Monday, December 26, 2011

Crazy Mama (1975)


One of several dysfunctional-family-on-a-rampage flicks that producer Roger Corman cranked out in the wake of Bonnie and Clyde (1967), this amiably sloppy feature stars Cloris Leachman as Melba, a middle-aged widow circa the mid-’50s who gets kicked out of her home in Long Beach, California, after falling behind on bills. Together with her sexy teenaged daughter, Cheryl (Linda Purl), and her brassy mother, Sheba (Ann Sothern), Melba departs California for her hometown of Jerusalem, Arkansas. Almost by accident, the family becomes a criminal gang, beginning when they steal a car from their skinflint landlord (Jim Backus), and continuing with robberies at diners, gas stations, and so on. The gang soon expands to include Cheryl’s two boyfriends (one of whom is played by Happy Days redhead Don Most), plus Melba’s new lover, Jim Bob (Stuart Whitman), who just happens to be a (married) runaway sheriff. Like so many Corman pictures, Crazy Mama is a contrived jumble mixing together concepts from other movies, because the story is merely a loose framework for car chases, explosions, and the like. Therefore, notwithstanding Leachman’s participation—since her performance is an all-over-the-map mess—the sole reason Crazy Mama enjoys notoriety is that it’s an early work by director Jonathan Demme. Although Demme had not yet found his groove as a storyteller, his ability to get performers comfortable is plainly evident. Many scenes feel loose and unrehearsed, so even though the movie’s intentional jokes aren’t funny (“What’s the good of bein’ an outlaw if you look like an in-law?”), there’s an infectious party vibe from start to finish.
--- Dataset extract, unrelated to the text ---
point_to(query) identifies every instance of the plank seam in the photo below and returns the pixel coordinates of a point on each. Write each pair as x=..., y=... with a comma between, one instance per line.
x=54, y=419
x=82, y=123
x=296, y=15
Plus, by Corman standards, Crazy Mama is downright restrained: Purl manages to stay clothed except for a quick peekaboo shot, and Leachman, rocking a sexier body than you might imagine if you only know her from Mel Brooks comedies, reveals even less. So, if you want rednecks-on-the-run thrills without the usual corresponding seediness, Crazy Mama is the drive-in quickie for you.